We saw the industry shift towards greater scrutiny of environmental impact, particularly over fluorinated product waste and volatile emissions. By investing in upgraded scrubber systems and closed transfer lines, we minimize worker exposure and reduce environmental release. Our solvents recovery program also cuts down on waste, and we continuously look for improved neutralization agents for any residual acids or organics produced during manufacturing. Over time, this culture of precaution positioned us as both a responsible neighbor in our community and a trusted supplier for brands prioritizing sustainability.
Sustainability also reaches upstream. We review all prospective raw material vendors to ensure reliable sourcing, as inconsistent supply means inconsistent product. For example, surprise moisture content in incoming feedstocks can dramatically change the profile of the finished ether. By collaborating directly with vendors, assisting them in meeting mutually accepted standards, and routinely checking incoming reagent purity, we flatten out many of these risks before they reach our line.
Overseeing the production of Heptafluoroisobutenyl Methyl Ether in a competitive, dynamic landscape requires a culture of honest assessment and constant learning. Our technical staff continue to monitor academic and industrial literature, cross-checking the latest reaction pathways and alternative raw materials, to keep our own process efficient and up to date. We frequently run parallel bench-scale trials with both classic and new process parameters, seeking incremental but steady boosts in product quality and output efficiency.
Trust in specialty chemical manufacturing grows from decades of meeting real-world performance criteria. In our facility, teams of operators, technical managers, and analytical specialists inspect every batch by hand and eye, never settling for “good enough.” Customers who work with us long-term expect not just purity, but transparency about occasional problems and willingness to find creative, fast fixes.

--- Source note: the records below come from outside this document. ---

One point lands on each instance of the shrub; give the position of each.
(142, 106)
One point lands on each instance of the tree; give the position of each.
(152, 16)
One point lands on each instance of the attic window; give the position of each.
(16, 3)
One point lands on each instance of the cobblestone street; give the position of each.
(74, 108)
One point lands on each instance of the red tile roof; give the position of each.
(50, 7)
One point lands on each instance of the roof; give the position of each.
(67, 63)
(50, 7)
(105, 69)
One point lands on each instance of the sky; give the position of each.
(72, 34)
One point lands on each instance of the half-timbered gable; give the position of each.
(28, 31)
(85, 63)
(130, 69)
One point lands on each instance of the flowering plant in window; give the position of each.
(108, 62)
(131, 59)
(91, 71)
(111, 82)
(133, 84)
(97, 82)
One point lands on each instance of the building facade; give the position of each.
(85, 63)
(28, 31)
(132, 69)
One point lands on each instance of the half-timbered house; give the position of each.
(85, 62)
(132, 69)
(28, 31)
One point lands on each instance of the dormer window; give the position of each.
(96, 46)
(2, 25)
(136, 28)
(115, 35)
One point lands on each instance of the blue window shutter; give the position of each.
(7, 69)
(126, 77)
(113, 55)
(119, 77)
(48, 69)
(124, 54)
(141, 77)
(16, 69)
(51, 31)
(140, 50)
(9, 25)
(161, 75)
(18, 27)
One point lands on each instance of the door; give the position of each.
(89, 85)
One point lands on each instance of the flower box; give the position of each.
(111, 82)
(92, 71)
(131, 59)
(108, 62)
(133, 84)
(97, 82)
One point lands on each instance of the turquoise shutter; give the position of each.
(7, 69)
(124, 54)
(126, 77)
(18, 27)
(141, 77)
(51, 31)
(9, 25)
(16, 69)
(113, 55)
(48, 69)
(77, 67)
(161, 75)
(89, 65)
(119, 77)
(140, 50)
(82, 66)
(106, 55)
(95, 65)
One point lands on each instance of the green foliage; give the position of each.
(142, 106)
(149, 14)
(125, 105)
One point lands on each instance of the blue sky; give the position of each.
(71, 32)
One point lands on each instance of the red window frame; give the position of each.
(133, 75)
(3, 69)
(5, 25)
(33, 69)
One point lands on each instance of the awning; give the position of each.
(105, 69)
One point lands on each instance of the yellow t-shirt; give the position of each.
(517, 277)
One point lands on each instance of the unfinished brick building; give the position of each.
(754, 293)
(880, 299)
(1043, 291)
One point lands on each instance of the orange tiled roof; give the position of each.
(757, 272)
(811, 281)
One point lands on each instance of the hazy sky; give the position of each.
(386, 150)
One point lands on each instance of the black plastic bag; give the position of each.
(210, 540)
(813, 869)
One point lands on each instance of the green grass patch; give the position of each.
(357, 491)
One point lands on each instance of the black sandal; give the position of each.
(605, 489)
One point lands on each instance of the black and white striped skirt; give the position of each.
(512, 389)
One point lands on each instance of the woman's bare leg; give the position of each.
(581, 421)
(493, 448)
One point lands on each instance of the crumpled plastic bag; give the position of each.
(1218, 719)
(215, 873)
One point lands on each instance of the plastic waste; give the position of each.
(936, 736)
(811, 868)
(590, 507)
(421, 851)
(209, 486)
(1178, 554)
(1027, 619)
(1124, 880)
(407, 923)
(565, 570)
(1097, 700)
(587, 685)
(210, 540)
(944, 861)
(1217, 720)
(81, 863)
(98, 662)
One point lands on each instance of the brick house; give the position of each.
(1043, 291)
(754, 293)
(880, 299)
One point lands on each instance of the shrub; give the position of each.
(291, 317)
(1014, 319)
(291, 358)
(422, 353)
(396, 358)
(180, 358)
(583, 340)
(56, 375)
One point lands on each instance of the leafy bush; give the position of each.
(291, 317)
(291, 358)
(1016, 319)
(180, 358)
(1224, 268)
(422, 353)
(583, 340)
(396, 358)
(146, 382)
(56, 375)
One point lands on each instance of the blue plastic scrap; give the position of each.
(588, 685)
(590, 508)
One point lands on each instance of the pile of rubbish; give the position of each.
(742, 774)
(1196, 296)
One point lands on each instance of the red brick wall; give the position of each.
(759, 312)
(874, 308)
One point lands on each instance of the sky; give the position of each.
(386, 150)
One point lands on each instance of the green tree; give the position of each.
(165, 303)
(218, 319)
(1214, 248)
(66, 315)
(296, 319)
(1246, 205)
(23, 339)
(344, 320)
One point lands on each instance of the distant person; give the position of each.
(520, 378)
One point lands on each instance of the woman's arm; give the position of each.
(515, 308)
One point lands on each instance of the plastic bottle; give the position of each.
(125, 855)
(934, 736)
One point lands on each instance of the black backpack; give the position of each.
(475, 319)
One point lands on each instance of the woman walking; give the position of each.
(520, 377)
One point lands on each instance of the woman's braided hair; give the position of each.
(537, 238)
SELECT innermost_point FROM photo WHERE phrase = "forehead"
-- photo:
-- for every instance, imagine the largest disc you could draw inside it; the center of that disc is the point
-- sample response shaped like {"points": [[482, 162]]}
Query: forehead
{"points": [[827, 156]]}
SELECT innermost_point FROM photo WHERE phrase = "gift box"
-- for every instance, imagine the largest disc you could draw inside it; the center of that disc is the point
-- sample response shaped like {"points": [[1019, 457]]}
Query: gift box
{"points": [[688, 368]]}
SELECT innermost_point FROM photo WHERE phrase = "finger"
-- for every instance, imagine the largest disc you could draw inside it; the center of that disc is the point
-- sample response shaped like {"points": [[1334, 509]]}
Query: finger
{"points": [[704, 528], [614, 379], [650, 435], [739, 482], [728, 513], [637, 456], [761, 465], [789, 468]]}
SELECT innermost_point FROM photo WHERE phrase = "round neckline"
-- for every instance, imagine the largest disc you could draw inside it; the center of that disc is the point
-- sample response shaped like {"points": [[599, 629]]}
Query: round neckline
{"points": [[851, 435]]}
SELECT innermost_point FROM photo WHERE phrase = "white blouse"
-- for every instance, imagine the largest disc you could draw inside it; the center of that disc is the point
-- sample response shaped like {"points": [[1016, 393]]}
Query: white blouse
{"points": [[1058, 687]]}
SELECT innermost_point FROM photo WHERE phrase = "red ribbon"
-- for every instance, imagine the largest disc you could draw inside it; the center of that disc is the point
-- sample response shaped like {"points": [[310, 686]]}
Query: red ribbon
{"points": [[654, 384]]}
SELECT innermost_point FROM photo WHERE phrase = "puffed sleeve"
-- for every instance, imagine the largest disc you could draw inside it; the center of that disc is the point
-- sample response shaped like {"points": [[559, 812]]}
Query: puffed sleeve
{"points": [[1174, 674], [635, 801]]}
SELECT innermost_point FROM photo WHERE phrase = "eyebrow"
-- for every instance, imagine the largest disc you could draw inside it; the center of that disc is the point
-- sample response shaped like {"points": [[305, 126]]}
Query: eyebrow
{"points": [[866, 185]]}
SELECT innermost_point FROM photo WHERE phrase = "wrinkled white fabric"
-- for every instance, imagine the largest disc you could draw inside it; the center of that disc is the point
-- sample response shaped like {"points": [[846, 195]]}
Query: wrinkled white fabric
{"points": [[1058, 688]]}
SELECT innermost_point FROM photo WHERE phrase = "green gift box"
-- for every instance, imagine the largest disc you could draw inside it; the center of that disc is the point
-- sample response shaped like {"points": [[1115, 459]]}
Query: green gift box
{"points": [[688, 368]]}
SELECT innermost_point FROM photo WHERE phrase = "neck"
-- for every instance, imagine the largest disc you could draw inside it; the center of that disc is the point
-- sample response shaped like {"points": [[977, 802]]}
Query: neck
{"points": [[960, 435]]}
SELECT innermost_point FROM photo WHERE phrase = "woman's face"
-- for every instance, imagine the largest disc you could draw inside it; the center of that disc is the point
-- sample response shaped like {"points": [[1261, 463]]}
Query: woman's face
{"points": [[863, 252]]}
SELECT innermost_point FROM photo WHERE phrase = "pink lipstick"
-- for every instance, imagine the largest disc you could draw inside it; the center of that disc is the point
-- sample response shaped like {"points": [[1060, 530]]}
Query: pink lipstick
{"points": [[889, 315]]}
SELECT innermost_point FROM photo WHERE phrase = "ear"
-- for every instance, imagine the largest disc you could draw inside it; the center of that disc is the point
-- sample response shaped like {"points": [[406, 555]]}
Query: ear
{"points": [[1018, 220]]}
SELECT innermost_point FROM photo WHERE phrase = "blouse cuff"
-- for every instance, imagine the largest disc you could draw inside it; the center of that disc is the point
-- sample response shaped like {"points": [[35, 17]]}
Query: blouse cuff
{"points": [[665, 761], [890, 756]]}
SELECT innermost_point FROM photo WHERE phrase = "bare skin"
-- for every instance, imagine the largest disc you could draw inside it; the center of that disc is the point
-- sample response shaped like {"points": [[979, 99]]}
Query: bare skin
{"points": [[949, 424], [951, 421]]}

As new uses for Heptafluoroisobutenyl Methyl Ether emerge – in electronics, advanced materials, or green chemistry innovations – we keep lines of communication open. With a steady stream of technical advances and regulatory shifts challenging old assumptions, maintaining an agile, communicative, and quality-focused organization remains our best assurance. Seeing our products in some of the most demanding, safety-critical applications in the world provides the daily motivation to hold every run to the same uncompromising standard.